Или, может, идеолога этого умственного паралича — Солженицына начитались? Да у него фамилия говорящая! ГУЛАГ он бойко описал. Но мысли, почему так в нашей истории вышло, как народная власть дошла до озверения, в своих книжонках не вывел! Вместо этого развез по страницам сплошную рвоту с желчью. Обобщил: все красные — сволочи и все в говне! Откуда тогда эти красные тысячами поднимались? Из генетических отклонений? Это и есть литературная ценность? Начинаешь биографию этого страдальца читать, оказывается, он ГУЛАГа в глаза не видел. Свой срок мотал в подмосковных «шарашках» да в ссылке работал учителем в Южном Казахстане, в то время как народ по комсомольским путевкам мчался в морозную Сибирь. А где он в сорок первом и сорок втором был, когда фрицы на Москву и Сталинград перли? На фронте?
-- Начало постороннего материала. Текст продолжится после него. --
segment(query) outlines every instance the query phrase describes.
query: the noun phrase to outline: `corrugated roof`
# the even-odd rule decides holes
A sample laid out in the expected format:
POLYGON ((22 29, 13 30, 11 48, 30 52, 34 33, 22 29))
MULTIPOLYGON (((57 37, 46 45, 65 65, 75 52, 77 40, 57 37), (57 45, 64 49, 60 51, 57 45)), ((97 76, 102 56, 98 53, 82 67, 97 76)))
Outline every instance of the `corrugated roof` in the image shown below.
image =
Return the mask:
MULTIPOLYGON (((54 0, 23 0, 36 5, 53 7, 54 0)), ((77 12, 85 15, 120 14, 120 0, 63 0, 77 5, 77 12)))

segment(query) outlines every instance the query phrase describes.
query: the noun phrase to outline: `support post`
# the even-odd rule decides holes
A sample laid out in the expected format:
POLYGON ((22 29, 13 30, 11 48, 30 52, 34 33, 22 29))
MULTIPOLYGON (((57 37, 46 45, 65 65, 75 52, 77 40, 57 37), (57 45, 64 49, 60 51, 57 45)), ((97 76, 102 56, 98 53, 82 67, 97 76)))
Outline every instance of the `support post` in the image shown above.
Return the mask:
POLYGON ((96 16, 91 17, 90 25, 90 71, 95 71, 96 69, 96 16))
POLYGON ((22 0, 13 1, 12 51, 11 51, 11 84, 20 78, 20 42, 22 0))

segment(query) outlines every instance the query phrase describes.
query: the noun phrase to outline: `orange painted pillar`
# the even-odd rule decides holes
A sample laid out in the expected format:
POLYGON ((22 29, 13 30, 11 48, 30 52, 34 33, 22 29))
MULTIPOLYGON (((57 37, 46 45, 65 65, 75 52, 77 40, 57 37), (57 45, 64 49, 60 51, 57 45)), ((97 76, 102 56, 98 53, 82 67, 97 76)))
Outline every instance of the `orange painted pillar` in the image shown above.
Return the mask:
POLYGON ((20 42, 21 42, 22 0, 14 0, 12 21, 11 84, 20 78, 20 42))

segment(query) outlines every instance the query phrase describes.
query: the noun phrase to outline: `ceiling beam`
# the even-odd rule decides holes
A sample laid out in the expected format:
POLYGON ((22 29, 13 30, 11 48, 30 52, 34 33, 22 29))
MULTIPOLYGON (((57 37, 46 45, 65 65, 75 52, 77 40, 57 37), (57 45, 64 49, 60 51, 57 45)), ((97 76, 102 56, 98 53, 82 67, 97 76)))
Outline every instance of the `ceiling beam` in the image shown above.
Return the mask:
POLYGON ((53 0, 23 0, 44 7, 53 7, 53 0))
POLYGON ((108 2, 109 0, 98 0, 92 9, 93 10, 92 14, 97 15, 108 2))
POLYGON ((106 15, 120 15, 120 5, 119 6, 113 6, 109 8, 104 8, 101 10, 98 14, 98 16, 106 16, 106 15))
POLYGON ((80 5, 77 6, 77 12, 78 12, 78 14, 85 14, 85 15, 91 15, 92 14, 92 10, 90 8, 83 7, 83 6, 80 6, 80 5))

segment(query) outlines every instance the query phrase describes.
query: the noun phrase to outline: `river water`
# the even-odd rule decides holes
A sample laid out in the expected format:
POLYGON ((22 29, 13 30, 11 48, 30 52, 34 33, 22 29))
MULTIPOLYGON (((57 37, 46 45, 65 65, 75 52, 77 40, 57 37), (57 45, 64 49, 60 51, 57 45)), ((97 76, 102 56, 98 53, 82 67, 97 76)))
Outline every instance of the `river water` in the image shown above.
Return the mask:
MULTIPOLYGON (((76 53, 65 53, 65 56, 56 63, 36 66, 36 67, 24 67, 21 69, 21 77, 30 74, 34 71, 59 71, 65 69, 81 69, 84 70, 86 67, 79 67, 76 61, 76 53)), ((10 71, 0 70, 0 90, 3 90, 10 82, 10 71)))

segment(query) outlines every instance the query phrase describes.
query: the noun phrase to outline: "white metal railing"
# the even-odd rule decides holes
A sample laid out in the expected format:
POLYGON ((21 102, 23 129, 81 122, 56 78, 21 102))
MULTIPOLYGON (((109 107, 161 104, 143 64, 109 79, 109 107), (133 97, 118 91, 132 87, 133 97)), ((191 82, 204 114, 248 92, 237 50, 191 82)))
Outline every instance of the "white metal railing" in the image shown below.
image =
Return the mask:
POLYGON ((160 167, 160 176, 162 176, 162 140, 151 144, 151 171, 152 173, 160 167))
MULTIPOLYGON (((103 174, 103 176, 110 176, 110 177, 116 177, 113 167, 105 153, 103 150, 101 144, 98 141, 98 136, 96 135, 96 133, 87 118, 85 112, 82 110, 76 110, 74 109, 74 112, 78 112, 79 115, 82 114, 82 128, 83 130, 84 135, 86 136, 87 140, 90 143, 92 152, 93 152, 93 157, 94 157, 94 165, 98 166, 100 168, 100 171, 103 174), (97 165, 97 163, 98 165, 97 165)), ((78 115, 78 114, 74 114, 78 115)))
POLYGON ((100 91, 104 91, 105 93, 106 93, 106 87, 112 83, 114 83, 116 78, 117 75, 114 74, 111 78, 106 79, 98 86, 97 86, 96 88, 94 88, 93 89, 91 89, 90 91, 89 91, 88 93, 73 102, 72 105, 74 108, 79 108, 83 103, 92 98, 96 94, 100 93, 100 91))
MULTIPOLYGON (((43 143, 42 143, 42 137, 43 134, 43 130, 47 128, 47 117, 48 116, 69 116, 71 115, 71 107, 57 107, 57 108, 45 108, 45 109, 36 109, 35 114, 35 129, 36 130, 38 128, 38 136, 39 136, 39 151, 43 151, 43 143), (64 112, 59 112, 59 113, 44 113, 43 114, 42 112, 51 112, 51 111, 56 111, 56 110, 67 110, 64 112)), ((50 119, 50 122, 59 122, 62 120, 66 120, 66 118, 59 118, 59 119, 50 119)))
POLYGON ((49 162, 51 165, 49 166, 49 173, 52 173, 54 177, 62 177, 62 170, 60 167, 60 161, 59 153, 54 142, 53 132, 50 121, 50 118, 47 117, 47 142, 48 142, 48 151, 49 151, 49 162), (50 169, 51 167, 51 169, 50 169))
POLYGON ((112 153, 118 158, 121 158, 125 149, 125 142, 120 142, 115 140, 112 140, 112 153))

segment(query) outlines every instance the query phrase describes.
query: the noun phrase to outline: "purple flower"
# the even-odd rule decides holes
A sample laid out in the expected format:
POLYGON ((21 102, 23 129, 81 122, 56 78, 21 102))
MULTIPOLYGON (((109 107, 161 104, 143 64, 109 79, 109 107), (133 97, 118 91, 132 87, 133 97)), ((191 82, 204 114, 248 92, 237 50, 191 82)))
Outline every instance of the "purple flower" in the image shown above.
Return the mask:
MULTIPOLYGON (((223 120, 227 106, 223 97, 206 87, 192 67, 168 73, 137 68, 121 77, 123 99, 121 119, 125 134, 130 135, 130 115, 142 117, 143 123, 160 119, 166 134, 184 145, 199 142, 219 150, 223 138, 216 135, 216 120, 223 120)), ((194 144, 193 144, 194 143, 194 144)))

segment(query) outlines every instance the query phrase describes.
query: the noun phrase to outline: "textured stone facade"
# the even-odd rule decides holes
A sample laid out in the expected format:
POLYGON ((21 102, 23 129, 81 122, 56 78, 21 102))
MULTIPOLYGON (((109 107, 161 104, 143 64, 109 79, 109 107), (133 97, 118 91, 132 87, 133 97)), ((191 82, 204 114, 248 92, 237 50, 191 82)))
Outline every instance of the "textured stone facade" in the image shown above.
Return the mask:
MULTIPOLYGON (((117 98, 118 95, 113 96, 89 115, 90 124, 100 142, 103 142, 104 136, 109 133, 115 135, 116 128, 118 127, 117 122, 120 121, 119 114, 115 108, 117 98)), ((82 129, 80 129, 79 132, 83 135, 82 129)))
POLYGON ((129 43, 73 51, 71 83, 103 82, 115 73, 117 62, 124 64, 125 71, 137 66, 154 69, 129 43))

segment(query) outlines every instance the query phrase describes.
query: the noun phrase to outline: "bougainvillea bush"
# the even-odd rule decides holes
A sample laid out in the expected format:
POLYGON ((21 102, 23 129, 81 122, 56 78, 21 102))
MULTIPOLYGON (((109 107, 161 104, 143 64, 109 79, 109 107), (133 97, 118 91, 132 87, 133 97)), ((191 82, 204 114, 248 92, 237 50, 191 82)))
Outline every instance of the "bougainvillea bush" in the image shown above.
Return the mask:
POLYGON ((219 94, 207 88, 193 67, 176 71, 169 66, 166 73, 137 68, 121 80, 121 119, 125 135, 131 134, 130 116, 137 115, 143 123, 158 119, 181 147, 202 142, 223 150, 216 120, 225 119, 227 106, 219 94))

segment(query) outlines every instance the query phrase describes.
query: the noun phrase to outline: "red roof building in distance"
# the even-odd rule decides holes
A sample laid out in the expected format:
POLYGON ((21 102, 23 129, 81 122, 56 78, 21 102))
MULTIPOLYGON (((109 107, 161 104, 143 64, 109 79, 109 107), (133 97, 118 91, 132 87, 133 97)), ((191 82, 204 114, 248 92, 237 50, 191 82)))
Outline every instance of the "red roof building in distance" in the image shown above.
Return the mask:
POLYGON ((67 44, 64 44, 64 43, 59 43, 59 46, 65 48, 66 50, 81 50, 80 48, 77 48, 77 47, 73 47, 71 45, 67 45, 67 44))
Как бы не так, бронь у него была студенческая, здоровьишко по справочкам плохонькое! По тылам и училищам кочевал. В действующую армию попал после Курска в сорок третьем, и опять не на передовую. Пока другие в атаки ходили, он тыловые учения обеспечивал, в отпуска ездил, жена к нему в часть приезжала. Курортник… Так он и такой службы не сдюжил, на тыловой офицерской должности катал кляузы, чтоб вылететь из армии по неблагонадежности. Тут трагедия всей его жизни и случилась — в «шарашке» оказалось не лучше, чем во фронтовом тылу! Проклятые красные не дали себя обмануть! Не сделал для своей родной страны ни на копейку, зато озлобился, будто она ему за пролитую мочу и помаранную бумагу что-то была должна… А здоровье ему потом ни литературную премию получить, ни в Америке хорошо устроиться не помешало. Схоронился там и столько уже прожил, конь, несмотря на все свои болячки и потрясения, сколько мы все вместе не протянем!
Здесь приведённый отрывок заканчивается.